Personal information
- Full name: Gina Lizeth Coello Touche
- Nationality: Honduran
- Born: 2 October 1962 (age 63)
- Height: 1.60 m (5 ft 3 in)
- Weight: 44 kg (97 lb)

Sport
- Sport: Long-distance running
- Event: Marathon

Medal record
Women's athletics
Representing Honduras
Central American Games
| Gold medal – first place | 1990 Tegucigalpa | Marathon |
| Silver medal – second place | 1994 San Salvador | Marathon |
| Gold medal – first place | 1997 San Pedro Sula | Marathon |
Central American Championships
| Bronze medal – third place | 1991 Tegucigalpa | 3000 m |

= Gina Coello =

Honduran long-distance runner

Gina Lizeth Coello Touche (born 2 October 1962) is a Honduran long-distance runner. She competed in the women's marathon at the 2000 Summer Olympics.

==Career==
In 1982, Coello broke the Honduran U20 1500 m record at a meeting in Tegucigalpa, running 4:57.7 minutes.

Coello represented Honduras at the 1987 Pan American Games. She finished 9th in the marathon, running 3:07:29 hours. Later that month at the 1987 World Championships in Athletics, Coello improved to 3:01:53 in the world championship marathon, finishing 31st and setting a Honduran national record.

In September 1989, Coello set the Honduran 3000 metres national record, running 10:46.30 minutes at a meeting in San José, Guatemala.

Coello won her first Central American Games medal at the 1990 edition, winning gold in the marathon.
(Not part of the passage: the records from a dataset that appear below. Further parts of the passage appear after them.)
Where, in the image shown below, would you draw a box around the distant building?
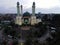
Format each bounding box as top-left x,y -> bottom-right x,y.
15,2 -> 41,25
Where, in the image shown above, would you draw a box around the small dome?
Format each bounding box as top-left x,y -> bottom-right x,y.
23,12 -> 31,16
33,2 -> 35,5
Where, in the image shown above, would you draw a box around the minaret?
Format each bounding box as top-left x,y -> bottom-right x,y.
32,2 -> 35,15
31,2 -> 36,25
17,2 -> 20,16
15,2 -> 22,25
21,5 -> 23,15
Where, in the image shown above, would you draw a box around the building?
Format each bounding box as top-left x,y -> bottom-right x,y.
15,2 -> 39,25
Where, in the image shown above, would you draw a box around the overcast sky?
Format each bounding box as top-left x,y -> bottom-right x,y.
0,0 -> 60,13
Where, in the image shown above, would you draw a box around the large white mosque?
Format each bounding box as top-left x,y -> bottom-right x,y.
15,2 -> 41,25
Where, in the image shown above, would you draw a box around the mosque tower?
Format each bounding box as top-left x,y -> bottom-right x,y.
15,2 -> 22,25
31,2 -> 36,25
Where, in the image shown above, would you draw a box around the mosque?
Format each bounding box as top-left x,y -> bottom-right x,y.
15,2 -> 41,25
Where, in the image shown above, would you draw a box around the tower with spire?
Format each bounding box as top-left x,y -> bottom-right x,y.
15,2 -> 22,25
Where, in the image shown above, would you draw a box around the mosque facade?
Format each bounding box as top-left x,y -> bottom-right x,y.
15,2 -> 39,25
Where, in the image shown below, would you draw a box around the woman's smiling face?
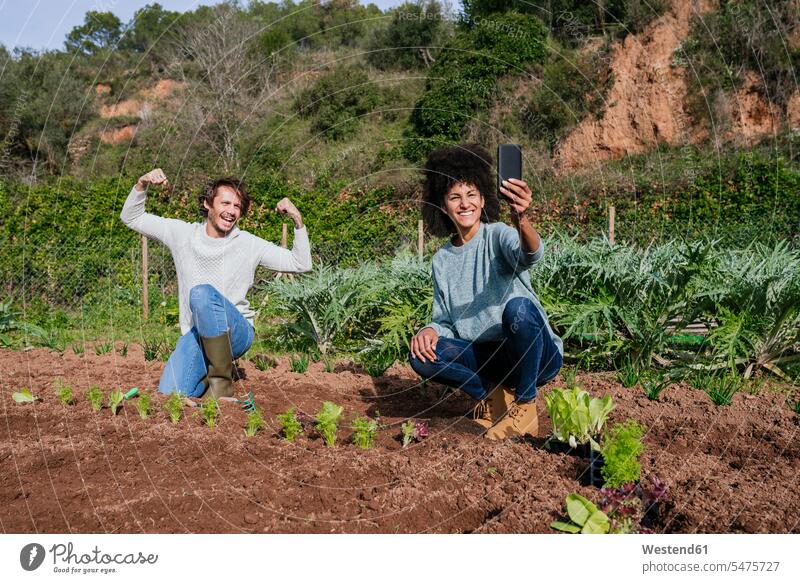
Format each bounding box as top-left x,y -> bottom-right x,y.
442,182 -> 484,236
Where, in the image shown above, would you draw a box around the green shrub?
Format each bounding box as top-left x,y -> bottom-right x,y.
108,391 -> 125,415
367,0 -> 443,70
601,419 -> 644,488
545,387 -> 614,450
315,401 -> 344,447
244,409 -> 265,437
295,66 -> 381,140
Her time was 3:13:10 hours over the Tegucigalpa course in her home country.

At the 1991 Central American Championships in Athletics in June, Coello won the bronze medal in the 3000 metres, the longest women's distance offered, in 10:59.22 minutes. Later that year, Coello finished 23rd at the 1991 World Championships marathon in another national record time of 2:59:54.

In October 1994, Coello finished 6th at the Ibero-American Championships 15000 m finals in 5:16.38. At the 1994 Central American Games in El Salvador, Coello won the marathon silver medal behind Maritza Martínez of Costa Rica, running 3:11:13 hours.

Coello finished 52nd at the 1997 World Championships marathon in 3:17:33. She followed that by winning her second Central American Games marathon gold medal, running 3:23:51 at the event in San Pedro Sula, Honduras.

In February 1999, Coello ran 2:59:37 at the Los Angeles Marathon to set a new personal best. She finished 8th at the 1999 Pan American Games marathon in 3:00:17 and then placed 41st at the 1999 World Championships, setting another national record in 2:58:11. At the 1999 IAAF World Half Marathon Championships, Coello ran 1:30:27 hours for 64th place.

Coello qualified to represent Honduras at the 2000 Olympics. In the Olympic marathon, she placed 42nd in 3:02:32. At a separate marathon in 2000, Coello ran her personal best of 2:58:00.

==Personal life==
Coello lived with her domestic partner Juan Arnelo Henríquez Petit. In 2009, Petit died and was suspected to have been killed in response to his complaints against white-tailed deer hunting.